В каждом нормальном обществе согласованно взаимодействуют законодательная, исполнительная и судебная власть; подобно этому, в психике каждого человека как бы растворены три уровня смысловых ориентаций существования: эгоцентрический, группоцентрический и просоциальный. Ни один из них нельзя выделить в чистом виде, но в реальной жизни каждый из них уравновешивает другой и не позволяет единовластно доминировать какому-нибудь одному, в противном случае может развиться тяжелая душевная аномалия. Взаимодействие же этих уровней лучше всего проявляется главным образом в повседневной деятельности.
Спору нет, мы привыкли считать, что личность формируется и проявляется именно через деятельность и других путей формирования и реализации себя у нее нет. Но можно ли саму личность сводить только к этому, без всякого остатка, или она все же представляет собой нечто большее? Индийские свидетельства о взаимодействии человека и человека, человека и общества заставляют уверенно отстаивать второе.

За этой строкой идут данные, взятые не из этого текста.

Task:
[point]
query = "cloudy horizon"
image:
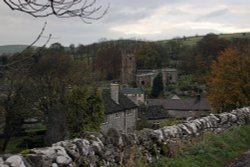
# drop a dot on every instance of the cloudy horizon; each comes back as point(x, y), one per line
point(149, 20)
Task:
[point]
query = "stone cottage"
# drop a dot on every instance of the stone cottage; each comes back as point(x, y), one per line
point(120, 111)
point(183, 108)
point(146, 77)
point(135, 94)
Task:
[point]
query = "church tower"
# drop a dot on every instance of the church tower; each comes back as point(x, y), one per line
point(128, 67)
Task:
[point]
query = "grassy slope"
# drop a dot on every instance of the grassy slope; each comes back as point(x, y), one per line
point(10, 49)
point(192, 40)
point(211, 150)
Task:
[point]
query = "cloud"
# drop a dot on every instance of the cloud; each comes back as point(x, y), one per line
point(153, 20)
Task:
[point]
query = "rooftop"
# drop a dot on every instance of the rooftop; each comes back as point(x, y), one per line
point(112, 107)
point(182, 104)
point(132, 91)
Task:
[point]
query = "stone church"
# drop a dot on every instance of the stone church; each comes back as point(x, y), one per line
point(128, 69)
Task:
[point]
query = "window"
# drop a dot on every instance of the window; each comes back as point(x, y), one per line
point(117, 115)
point(129, 113)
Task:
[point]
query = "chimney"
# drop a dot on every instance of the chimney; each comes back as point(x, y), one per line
point(114, 88)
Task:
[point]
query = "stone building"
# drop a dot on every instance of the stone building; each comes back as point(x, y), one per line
point(120, 111)
point(135, 94)
point(145, 78)
point(128, 68)
point(182, 108)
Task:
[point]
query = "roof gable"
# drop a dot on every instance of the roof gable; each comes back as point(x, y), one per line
point(181, 104)
point(111, 107)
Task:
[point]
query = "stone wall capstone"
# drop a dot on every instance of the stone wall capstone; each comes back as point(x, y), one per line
point(115, 148)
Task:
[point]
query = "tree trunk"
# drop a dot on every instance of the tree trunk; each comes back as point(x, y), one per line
point(55, 125)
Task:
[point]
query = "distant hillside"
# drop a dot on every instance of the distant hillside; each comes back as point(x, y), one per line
point(192, 40)
point(11, 49)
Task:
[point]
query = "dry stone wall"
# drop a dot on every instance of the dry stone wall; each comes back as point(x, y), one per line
point(115, 148)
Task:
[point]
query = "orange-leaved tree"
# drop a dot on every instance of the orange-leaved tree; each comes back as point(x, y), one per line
point(229, 83)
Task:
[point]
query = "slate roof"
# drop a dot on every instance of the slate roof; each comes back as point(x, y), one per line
point(152, 113)
point(182, 104)
point(111, 107)
point(132, 91)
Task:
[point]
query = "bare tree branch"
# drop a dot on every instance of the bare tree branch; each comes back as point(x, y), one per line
point(13, 64)
point(84, 9)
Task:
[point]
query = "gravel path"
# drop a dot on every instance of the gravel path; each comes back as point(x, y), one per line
point(242, 161)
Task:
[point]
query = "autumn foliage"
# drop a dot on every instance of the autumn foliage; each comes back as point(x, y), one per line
point(229, 84)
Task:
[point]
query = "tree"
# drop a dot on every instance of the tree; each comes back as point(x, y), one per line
point(82, 9)
point(229, 83)
point(51, 76)
point(148, 56)
point(157, 86)
point(85, 110)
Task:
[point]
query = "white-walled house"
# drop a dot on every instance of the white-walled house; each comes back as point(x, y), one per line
point(120, 111)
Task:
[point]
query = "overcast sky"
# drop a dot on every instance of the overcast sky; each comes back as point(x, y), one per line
point(143, 19)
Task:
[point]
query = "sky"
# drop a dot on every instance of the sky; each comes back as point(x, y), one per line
point(130, 19)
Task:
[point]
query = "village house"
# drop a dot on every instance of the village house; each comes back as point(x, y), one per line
point(120, 111)
point(144, 78)
point(182, 108)
point(158, 110)
point(135, 94)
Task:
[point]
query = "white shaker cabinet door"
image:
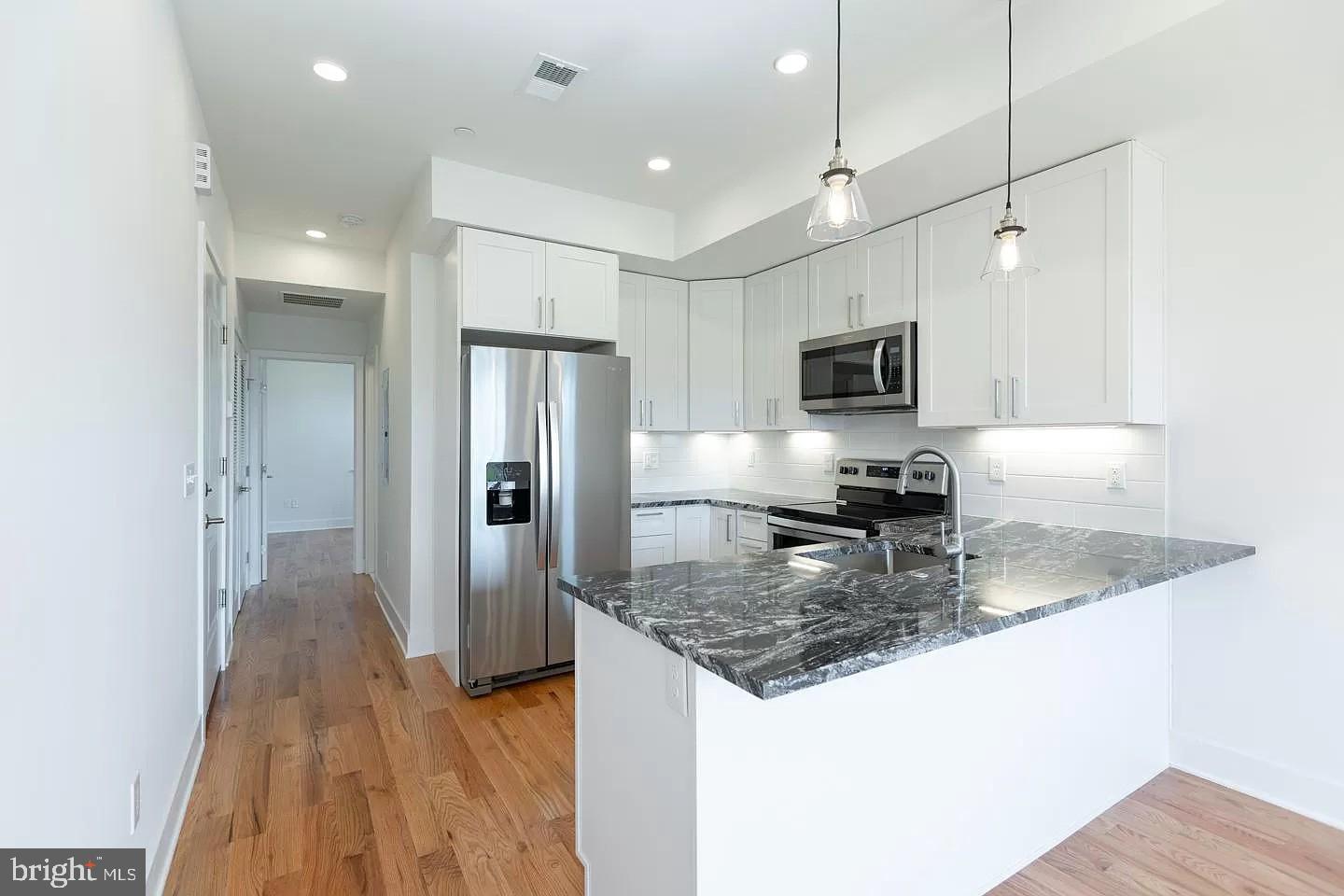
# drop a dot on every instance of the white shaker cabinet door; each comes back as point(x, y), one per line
point(581, 292)
point(665, 343)
point(885, 275)
point(1069, 326)
point(962, 327)
point(503, 282)
point(833, 306)
point(715, 355)
point(631, 340)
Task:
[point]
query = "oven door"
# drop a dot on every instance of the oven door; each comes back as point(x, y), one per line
point(796, 534)
point(871, 370)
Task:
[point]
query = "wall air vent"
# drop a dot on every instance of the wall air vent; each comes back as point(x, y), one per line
point(550, 77)
point(204, 175)
point(314, 301)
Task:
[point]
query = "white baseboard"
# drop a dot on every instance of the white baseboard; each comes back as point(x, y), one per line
point(394, 620)
point(309, 525)
point(176, 813)
point(1280, 785)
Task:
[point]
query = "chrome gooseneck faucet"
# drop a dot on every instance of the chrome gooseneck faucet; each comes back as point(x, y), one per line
point(956, 551)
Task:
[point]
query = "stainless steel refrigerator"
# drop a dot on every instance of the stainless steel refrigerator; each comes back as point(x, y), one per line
point(546, 492)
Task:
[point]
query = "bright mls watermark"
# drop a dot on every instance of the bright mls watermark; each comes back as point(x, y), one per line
point(113, 872)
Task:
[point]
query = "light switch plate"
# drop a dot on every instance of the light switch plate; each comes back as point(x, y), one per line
point(1115, 476)
point(677, 675)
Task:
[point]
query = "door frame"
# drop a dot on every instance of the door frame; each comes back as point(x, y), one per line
point(257, 360)
point(206, 256)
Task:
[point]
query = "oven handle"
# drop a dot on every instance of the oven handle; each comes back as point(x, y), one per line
point(777, 525)
point(876, 366)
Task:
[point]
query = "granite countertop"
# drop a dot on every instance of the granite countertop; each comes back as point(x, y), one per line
point(736, 498)
point(782, 621)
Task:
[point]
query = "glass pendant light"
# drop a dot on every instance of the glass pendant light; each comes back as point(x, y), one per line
point(1010, 253)
point(839, 211)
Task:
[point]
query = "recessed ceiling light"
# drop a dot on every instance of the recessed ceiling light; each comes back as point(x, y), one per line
point(329, 70)
point(791, 63)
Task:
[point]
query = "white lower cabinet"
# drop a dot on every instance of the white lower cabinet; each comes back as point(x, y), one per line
point(1078, 343)
point(723, 532)
point(693, 532)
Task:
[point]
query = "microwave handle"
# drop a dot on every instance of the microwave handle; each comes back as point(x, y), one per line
point(879, 349)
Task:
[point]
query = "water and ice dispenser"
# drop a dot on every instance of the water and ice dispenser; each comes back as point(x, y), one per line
point(509, 493)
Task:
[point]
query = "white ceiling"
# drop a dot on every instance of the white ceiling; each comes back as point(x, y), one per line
point(690, 79)
point(265, 296)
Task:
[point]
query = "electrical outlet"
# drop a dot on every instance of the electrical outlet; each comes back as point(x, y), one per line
point(134, 804)
point(677, 682)
point(1115, 476)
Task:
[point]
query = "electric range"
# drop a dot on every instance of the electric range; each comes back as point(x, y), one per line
point(866, 497)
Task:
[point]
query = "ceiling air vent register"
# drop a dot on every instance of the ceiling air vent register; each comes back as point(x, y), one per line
point(314, 301)
point(550, 77)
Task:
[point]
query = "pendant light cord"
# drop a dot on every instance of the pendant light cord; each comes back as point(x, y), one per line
point(1010, 105)
point(837, 74)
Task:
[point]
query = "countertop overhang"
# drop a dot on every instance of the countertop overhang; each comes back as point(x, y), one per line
point(773, 627)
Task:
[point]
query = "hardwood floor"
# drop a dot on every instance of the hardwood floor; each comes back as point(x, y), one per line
point(335, 766)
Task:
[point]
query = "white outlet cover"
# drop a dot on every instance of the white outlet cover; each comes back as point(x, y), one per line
point(675, 679)
point(1115, 477)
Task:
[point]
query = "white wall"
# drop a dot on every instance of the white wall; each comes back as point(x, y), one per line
point(300, 333)
point(309, 445)
point(1254, 376)
point(292, 260)
point(98, 645)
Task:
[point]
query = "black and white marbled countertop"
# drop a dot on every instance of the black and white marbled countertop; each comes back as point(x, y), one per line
point(779, 621)
point(735, 498)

Вряд ли кто-нибудь станет отрицать, что существенной характеристикой человека во все времена и у всех народов было ценностное отношение к происходящему, и прежде всего – к другому человеку. Как считал замечательный психолог С.Л. Рубинштейн, «первейшее из первых» условий жизни человека – это другой человек и «сердце человека соткано из его человеческих отношений к другим людям». В самом деле, самосознание человека, пожалуй, нельзя сводить только к «заочной правде» о себе. Одна из лучших современных западных формул человека была высказана М. Бахтиным, считавшим, что человек не равен самому себе. По его мнению, подлинная жизнь личности совершается как бы в точке его несовпадения с самим собой, в точке выхода за пределы всего того, что человек представляет собой как вещное бытие: «Подлинная жизнь личности доступна только диалогическому проникновению в нее, которому она сама ответно и свободно раскрывает себя. Правда о человеке в чужих устах, не обращенная к нему диалогически, то есть заочная правда, становится унижающей и умертвляющей его ложью, если касается его „святая святых“, то есть „человека в человеке“».

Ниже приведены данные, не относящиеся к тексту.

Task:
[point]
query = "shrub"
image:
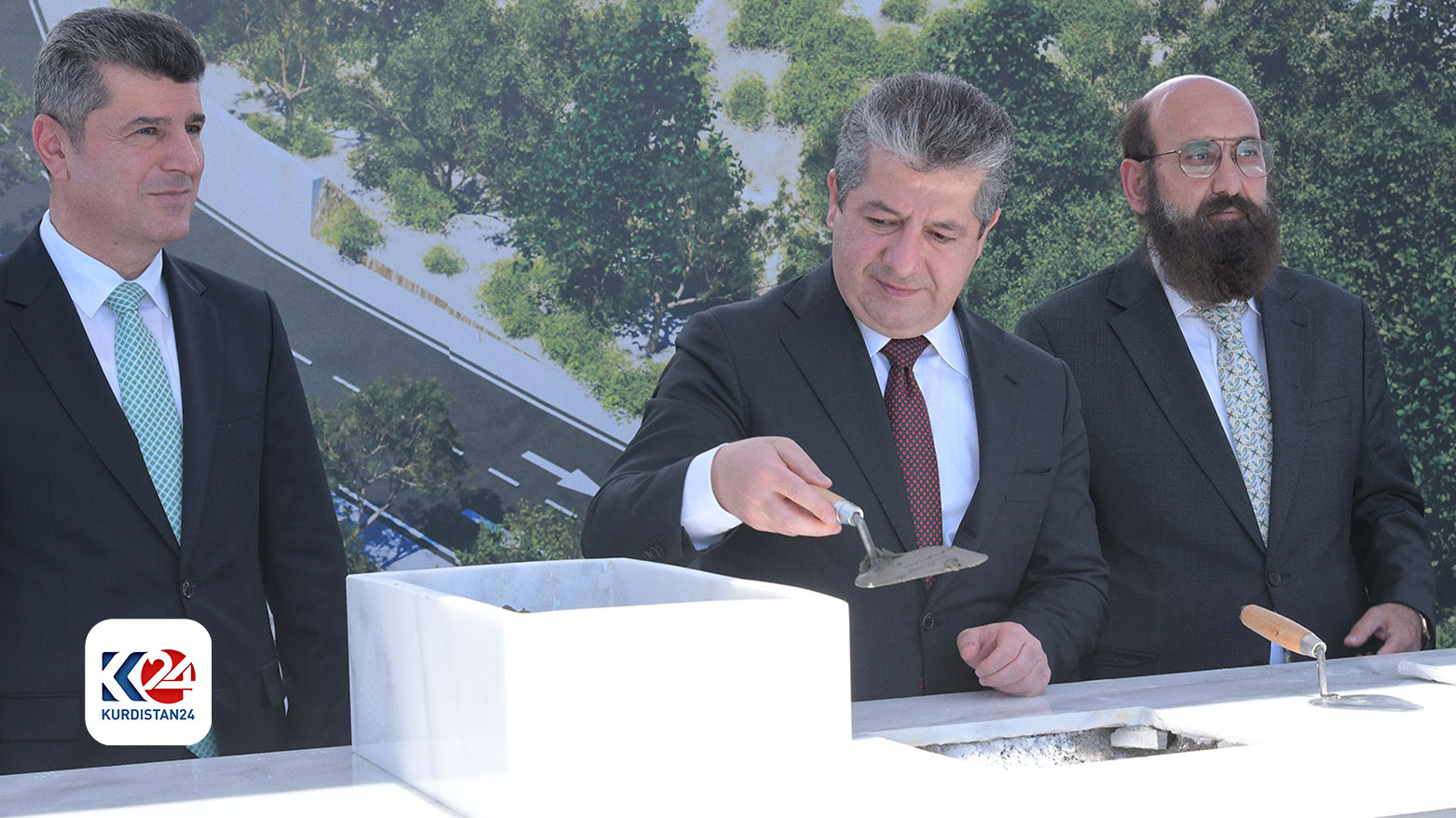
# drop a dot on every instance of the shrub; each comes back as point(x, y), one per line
point(443, 259)
point(305, 139)
point(749, 100)
point(351, 232)
point(414, 202)
point(904, 10)
point(518, 294)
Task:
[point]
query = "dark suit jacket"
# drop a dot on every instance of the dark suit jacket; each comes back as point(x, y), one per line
point(1176, 525)
point(792, 362)
point(83, 536)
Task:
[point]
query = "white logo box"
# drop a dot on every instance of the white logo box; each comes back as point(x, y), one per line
point(159, 673)
point(621, 671)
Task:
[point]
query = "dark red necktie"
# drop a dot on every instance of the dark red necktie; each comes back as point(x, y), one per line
point(911, 424)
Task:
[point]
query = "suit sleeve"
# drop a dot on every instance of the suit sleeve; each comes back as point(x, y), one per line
point(302, 558)
point(697, 405)
point(1064, 595)
point(1386, 520)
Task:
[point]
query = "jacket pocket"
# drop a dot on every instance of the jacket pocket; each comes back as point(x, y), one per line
point(39, 717)
point(1119, 658)
point(272, 685)
point(239, 406)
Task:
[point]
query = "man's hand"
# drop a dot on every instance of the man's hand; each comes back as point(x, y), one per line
point(1005, 657)
point(769, 484)
point(1396, 624)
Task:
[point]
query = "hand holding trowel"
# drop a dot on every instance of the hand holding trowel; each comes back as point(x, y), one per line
point(1293, 636)
point(886, 568)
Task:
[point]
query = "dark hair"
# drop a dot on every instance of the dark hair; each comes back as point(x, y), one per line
point(929, 123)
point(67, 73)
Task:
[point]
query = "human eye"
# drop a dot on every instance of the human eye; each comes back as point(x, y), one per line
point(1199, 155)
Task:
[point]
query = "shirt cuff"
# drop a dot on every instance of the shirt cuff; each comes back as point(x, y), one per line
point(704, 520)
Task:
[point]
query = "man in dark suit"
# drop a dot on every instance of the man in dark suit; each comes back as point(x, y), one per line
point(767, 399)
point(163, 469)
point(1243, 445)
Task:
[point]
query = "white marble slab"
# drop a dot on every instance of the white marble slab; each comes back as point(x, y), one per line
point(1295, 760)
point(618, 667)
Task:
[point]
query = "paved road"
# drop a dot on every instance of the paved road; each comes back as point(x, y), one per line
point(345, 344)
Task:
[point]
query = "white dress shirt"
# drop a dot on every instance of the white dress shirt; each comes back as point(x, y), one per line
point(1202, 344)
point(89, 282)
point(943, 375)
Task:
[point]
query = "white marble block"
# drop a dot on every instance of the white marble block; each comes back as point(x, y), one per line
point(618, 667)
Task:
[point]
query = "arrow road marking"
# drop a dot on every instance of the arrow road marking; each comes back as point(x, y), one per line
point(575, 481)
point(501, 475)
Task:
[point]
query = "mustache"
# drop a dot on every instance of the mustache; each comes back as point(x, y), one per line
point(1220, 202)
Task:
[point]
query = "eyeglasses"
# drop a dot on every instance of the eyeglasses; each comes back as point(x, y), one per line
point(1202, 157)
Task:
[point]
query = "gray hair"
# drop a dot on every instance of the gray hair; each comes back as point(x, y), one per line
point(67, 73)
point(929, 123)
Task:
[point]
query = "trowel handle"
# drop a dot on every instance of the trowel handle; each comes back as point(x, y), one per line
point(845, 511)
point(1282, 631)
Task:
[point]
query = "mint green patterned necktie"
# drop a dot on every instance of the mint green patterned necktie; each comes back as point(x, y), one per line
point(1246, 402)
point(145, 398)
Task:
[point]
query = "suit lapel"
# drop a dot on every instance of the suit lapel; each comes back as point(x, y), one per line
point(199, 339)
point(1287, 349)
point(1149, 334)
point(57, 342)
point(829, 349)
point(997, 408)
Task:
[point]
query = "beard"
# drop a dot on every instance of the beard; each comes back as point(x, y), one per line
point(1213, 262)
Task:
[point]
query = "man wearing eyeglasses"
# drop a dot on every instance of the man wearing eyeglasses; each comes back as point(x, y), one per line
point(1243, 442)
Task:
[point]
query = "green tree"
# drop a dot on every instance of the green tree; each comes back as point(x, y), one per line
point(16, 163)
point(635, 196)
point(530, 532)
point(748, 101)
point(1065, 214)
point(391, 439)
point(904, 10)
point(287, 47)
point(469, 95)
point(1362, 106)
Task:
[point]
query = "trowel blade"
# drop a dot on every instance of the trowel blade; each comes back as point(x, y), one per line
point(1365, 702)
point(888, 568)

Илл. 103. Слон на главной улице Джайпура, шествующий мимо дворцовые зданий Чандра Махал, в число которые входит знаменитый на весь мир Хава-и-Махал, Воздушныш дворец. Фото А.М. Дубянского
В этой связи особенно важным кажется просоциальный смысловой уровень личности, который обычно расценивается как высшее проявление родовой сущности человека. Как правило, этот уровень задан не самим человеком, а той культурой, в которой растворено все его повседневное бытие. На эту тему можно много и долго рассуждать, но нам важно отметить следующее. Все особенности образа жизни, который вели и ведут индийцы, выступают как потенциальные возможности для их личностного развития. И потому качественная суть культуры, в которой они существуют, состоит прежде всего в том, какое пространство выбора она им предоставляет. Об этом и пойдет речь в следующей части книги. Давно выяснено, что у нашего мышления есть много функций, и одна из них – обеспечивать возможность приспособления на уровне поведения и при этом сохранять комфортную, неоскорбительную для человека самооценку. Так обстоят дела в любом обществе, но требуемое обеспечение достигается разными путями. А что же в Индии? В каком идеологическом пространстве проходит жизнь индийца? Какие ценностные ориентиры для него важны? Что служит психическими основаниями индивидуального бытия? Автор и сам хотел бы как следует разобраться в этом вместе с внимательным читателем. Но сразу же стоит подчеркнуть, что первостепенное для индийца – его внутренняя реальность, и она есть главный предмет его религии, сквозь призму которой он смотрит на жизнь и которая является свидетельством многовековой творческой работы национального духа.